Per quanto annunciato, il vo­to di ieri a Strasburgo è un suc­cesso non solo perché il testo è passato a larghissima maggio­ranza ma anche perché è un esplicito incoraggiamento alla presidenza Ue, e dunque al Con­siglio, ad andare avanti superan­do le non poche titubanze dimostrate fino adesso. Insomma, non potrà passare sotto gamba. Il parlamento Ue  infatti, rivolge agli stati membri un appello «af­finchè ottengano il sostegno di paesi terzi a favore della dichia­razione» allargando con ciò l’obiettivo già individuato dal mini­stro tedesco Gloser di ottenere co­munque il consenso di tutti i paesi Ue alla proposta di mora­toria avanzata dall’talia. D’Alema si muove in questa prospettiva.
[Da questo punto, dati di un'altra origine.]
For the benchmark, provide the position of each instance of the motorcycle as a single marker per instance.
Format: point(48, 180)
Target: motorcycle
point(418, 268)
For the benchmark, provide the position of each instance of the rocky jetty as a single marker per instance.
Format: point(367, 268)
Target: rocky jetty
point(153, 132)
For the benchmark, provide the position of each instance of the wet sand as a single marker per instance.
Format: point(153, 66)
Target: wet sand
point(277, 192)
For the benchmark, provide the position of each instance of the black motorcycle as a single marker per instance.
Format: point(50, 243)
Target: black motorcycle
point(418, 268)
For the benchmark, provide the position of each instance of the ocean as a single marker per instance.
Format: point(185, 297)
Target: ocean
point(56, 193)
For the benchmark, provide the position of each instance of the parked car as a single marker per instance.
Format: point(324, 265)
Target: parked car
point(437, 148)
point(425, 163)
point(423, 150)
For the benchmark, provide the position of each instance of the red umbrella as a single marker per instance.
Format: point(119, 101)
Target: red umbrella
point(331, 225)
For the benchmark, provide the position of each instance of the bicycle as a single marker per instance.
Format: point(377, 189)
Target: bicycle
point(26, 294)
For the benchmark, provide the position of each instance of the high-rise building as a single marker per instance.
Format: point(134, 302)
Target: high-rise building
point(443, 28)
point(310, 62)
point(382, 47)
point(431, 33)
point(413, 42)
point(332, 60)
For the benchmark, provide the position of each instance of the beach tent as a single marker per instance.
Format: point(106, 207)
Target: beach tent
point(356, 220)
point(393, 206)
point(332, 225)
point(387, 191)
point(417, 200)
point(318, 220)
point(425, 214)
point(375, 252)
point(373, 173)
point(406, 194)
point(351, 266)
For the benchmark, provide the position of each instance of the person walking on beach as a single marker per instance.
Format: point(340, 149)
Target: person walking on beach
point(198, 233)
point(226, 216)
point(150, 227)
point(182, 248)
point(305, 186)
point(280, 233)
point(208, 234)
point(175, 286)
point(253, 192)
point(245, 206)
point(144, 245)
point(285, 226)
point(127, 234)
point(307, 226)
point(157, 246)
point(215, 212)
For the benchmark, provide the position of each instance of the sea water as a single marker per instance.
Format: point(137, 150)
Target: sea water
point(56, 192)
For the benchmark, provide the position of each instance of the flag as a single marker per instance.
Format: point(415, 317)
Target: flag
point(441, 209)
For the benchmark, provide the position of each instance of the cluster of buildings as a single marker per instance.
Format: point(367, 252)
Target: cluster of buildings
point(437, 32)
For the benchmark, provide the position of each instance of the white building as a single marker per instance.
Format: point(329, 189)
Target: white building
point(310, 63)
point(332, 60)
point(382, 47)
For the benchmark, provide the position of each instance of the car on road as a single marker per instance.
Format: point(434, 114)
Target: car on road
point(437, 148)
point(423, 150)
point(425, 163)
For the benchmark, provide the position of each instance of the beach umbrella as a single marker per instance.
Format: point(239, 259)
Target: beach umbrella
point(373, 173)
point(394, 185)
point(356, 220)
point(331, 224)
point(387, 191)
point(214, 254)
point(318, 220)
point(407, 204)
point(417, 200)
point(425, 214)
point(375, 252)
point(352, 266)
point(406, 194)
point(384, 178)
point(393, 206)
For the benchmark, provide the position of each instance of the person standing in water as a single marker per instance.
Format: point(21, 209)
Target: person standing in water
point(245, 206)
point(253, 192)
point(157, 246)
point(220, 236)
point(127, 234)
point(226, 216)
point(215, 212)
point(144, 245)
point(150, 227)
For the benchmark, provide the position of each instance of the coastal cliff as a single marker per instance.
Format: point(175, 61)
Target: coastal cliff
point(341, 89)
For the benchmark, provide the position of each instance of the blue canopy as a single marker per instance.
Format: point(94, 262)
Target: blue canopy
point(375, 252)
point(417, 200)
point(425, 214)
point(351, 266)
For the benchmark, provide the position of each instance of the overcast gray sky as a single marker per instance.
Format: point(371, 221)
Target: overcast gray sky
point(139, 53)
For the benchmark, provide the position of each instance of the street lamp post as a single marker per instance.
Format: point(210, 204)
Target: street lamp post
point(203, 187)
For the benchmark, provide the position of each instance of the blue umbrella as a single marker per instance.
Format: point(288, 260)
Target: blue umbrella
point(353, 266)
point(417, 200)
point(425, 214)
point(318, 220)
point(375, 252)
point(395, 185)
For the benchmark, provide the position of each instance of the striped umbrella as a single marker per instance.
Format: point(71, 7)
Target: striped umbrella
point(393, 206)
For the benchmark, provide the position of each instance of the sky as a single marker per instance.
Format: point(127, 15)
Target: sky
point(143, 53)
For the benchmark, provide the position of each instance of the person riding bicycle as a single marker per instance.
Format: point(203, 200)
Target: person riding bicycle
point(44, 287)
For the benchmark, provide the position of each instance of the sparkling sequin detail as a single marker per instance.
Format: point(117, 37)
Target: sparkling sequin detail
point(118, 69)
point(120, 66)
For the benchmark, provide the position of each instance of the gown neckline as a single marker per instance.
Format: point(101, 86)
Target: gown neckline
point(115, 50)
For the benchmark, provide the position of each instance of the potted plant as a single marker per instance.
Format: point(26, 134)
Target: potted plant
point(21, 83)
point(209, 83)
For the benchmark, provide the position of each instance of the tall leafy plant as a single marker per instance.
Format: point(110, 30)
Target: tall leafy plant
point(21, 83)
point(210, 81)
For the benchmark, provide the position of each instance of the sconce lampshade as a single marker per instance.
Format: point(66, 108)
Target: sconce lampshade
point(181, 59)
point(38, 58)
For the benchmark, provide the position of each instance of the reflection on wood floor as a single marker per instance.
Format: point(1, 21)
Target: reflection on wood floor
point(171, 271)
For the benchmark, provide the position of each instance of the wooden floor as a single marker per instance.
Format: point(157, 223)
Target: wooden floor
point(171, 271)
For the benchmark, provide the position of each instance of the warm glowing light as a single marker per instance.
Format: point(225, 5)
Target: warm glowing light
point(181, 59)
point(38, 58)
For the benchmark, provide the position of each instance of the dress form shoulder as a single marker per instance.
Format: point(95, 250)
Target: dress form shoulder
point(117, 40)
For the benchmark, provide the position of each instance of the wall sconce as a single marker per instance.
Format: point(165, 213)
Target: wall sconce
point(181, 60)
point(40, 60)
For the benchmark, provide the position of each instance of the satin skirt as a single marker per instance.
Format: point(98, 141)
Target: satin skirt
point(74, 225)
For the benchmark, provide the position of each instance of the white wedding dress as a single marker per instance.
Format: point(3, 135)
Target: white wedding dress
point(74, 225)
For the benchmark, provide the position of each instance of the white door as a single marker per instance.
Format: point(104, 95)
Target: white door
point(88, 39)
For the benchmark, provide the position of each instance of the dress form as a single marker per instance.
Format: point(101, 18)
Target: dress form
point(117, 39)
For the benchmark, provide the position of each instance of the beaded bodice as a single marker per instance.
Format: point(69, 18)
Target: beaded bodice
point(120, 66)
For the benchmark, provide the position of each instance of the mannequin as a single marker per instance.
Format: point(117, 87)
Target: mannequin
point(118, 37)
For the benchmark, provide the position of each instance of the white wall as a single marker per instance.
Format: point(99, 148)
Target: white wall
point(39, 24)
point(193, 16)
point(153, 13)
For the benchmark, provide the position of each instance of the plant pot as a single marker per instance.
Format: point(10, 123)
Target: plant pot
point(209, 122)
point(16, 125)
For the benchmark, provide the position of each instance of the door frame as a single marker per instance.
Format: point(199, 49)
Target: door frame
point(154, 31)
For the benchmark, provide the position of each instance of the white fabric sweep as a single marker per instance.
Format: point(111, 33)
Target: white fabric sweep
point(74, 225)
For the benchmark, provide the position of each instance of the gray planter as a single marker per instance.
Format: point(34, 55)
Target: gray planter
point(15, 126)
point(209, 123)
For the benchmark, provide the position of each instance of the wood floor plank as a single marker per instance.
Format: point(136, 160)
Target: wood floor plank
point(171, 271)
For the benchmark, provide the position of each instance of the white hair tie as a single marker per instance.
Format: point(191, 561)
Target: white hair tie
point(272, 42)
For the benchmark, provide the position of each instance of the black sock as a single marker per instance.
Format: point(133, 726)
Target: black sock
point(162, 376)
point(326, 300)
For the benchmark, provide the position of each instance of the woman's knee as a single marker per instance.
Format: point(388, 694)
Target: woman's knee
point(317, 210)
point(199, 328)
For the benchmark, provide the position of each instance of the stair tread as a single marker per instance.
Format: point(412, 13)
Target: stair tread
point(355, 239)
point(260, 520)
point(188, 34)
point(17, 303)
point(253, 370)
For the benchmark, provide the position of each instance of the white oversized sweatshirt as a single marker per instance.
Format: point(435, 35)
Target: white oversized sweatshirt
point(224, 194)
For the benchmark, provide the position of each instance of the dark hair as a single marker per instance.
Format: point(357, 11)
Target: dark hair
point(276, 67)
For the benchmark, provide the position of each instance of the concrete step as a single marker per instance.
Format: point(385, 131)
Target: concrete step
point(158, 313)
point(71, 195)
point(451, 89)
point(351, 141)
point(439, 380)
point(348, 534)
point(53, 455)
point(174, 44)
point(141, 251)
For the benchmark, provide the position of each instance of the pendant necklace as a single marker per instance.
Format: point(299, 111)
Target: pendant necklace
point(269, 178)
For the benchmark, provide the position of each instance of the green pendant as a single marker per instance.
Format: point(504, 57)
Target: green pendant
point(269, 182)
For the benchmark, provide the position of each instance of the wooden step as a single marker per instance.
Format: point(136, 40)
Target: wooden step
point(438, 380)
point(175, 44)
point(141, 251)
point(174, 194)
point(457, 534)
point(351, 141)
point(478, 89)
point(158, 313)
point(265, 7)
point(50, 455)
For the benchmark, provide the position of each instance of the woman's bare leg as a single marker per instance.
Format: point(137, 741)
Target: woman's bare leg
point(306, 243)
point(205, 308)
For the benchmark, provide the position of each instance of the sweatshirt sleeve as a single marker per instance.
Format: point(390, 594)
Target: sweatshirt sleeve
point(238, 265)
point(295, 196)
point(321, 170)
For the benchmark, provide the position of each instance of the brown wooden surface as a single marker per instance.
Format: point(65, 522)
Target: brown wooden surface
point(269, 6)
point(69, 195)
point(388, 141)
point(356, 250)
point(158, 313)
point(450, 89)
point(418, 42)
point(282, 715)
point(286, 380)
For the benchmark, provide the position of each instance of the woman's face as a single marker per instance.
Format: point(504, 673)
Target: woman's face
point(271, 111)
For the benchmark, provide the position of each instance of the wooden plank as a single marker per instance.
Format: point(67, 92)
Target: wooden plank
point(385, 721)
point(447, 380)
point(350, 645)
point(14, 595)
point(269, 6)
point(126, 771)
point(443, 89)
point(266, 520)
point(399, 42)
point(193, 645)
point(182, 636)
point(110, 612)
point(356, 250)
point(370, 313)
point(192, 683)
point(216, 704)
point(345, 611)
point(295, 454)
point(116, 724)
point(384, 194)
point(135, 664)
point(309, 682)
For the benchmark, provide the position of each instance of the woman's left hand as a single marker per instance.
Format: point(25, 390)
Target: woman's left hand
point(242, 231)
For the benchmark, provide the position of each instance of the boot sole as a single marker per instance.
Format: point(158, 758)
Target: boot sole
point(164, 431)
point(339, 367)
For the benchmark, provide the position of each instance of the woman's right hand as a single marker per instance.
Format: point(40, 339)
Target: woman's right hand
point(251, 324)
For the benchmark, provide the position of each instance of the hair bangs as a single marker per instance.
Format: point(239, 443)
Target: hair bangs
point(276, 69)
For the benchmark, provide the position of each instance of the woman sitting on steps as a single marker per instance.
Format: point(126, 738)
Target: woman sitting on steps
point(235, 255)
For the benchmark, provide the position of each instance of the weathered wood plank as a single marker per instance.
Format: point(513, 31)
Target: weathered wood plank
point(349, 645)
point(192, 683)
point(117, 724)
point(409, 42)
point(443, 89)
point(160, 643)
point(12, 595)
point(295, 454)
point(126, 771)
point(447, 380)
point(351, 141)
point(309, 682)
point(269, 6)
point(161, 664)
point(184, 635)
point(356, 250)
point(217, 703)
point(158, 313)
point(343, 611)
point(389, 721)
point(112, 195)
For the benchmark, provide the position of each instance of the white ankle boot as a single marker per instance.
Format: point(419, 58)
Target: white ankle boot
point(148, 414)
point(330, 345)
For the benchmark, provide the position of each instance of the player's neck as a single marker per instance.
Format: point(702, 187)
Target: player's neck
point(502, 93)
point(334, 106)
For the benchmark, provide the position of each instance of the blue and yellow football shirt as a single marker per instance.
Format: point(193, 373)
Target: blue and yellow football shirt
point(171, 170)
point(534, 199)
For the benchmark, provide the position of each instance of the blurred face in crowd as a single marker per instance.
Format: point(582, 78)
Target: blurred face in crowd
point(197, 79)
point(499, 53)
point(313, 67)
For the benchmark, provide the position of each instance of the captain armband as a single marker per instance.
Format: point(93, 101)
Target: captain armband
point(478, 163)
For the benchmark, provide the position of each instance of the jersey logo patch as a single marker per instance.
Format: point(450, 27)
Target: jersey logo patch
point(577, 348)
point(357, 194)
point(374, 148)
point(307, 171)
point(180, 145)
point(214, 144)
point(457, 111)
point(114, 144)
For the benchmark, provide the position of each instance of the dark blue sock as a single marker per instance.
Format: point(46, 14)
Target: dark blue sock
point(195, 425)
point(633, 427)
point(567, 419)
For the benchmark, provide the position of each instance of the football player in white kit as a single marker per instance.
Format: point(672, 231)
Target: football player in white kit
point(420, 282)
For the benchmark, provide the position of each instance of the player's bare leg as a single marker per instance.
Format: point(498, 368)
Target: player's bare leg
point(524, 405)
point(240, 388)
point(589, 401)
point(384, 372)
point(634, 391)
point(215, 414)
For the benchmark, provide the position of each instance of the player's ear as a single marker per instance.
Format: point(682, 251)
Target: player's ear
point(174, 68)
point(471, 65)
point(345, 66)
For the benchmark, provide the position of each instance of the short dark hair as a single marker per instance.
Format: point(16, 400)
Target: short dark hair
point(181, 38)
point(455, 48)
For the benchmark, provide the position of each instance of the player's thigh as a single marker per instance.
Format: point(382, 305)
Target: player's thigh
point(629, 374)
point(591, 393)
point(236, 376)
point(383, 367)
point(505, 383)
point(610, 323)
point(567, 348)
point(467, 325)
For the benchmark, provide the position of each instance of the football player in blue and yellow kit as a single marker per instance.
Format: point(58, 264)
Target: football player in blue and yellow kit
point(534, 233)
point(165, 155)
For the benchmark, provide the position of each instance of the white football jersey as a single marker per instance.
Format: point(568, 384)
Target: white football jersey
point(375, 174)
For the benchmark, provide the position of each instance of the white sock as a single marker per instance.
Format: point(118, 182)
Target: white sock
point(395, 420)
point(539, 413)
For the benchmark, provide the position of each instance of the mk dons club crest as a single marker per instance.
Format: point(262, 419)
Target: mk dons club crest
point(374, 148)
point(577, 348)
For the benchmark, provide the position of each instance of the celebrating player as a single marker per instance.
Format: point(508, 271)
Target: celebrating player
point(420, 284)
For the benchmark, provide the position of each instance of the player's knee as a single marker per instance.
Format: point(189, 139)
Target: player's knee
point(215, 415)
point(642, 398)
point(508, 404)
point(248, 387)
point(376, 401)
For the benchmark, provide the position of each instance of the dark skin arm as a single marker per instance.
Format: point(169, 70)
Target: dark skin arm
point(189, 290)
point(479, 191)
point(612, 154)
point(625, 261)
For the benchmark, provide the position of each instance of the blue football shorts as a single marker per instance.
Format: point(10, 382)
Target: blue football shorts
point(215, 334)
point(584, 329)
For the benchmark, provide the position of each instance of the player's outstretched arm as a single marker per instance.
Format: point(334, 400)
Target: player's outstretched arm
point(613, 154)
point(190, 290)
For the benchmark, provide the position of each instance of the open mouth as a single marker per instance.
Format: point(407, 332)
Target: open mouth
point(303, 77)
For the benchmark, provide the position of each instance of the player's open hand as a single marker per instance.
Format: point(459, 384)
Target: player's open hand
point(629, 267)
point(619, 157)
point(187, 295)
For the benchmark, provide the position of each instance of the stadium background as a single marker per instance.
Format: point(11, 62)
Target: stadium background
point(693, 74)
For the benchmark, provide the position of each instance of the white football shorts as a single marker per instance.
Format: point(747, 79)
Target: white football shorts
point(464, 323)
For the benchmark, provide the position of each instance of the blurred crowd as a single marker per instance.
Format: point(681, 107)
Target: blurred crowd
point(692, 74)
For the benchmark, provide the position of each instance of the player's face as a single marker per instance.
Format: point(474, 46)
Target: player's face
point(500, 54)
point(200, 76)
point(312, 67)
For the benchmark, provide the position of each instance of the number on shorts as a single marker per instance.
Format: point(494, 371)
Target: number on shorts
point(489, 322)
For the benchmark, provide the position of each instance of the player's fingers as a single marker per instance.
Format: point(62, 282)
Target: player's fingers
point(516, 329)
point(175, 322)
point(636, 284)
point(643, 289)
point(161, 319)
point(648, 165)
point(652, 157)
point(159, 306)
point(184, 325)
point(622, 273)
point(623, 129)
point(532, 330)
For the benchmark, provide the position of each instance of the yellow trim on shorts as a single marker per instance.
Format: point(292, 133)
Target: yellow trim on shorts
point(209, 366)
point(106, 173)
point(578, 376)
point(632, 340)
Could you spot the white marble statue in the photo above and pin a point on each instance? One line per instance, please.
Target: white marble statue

Il 2 maggio a Roma ne parlerà in­fatti, con il ministro degli esteri neozelandese, Winston Peters, ed ora dice: «È stato giusto ed è giusto insistere per una iniziati­va europea ma anche naturalmente chiedere all’Europa di fa­re presto». L’auspicio è comun­que che si possa «presentare tut­ti insieme» la risoluzione all’as­semblea generale dell’Onu.
 
Piuttosto, quel che non con­vince per niente i radicali che conducono in prima persona la battaglia (presentando con Pannella e Cappato la risoluzione votata ieri e facendo lo sciopero del­la fame ad oltranza) è il questio­nario inviato dalla presidenza te­desca per verificare la disponibi­lità dei vari paesi su abolizione e moratoria della pena di morte (già 90 sono a favore), e che sa­rebbe, secondo Sergio D’Elia di “Nessuno tocchi Caino”, «dis­suasivo e assolutamente coeren­te con il rinvio, se non addirittu­ra con la volontà politica di non procedere». Il punto è che il con­siglio europeo si riunirà il 14 maggio per decidere il da farsi sul­la base di questa verifica.
 
Resta il fatto che la risoluzio­ne dell’europarlamento votata ieri «incoraggia l’Ue a cogliere le opportunità attuali ad andare avan­ti» ricorda un soddisfattissimo Pittella, capo della delegazione ita­liana del Pse, e invita tutte le isti­tuzioni europee « a sostenere, in ogni modo, la campagna mon­diale contro la pena capitale, an­che tramite le sue delegazioni interparlamentari e a proclama­re, a partire dal 2007, il 10 ottobre quale Giornata europea contro la pena di morte». È una vera chia­mata alla mobilitazione in nome di questa battaglia di civiltà a lun­go rinviata, la cui vittoria potreb­be essere ora a portata di mano. «Bisogna procedere a passo spe­dito e affrontare con maggiore convinzione e serenità la sfida che attende il nostro paese e co­loro che sostengono la moratoria al Palazzo di vetro» dice il sotto­segretario alla giustizia Daniela Melchiorre della Margherita che al recente congresso ha approvato all’unanimità, su sua iniziativa, un odg in questo senso.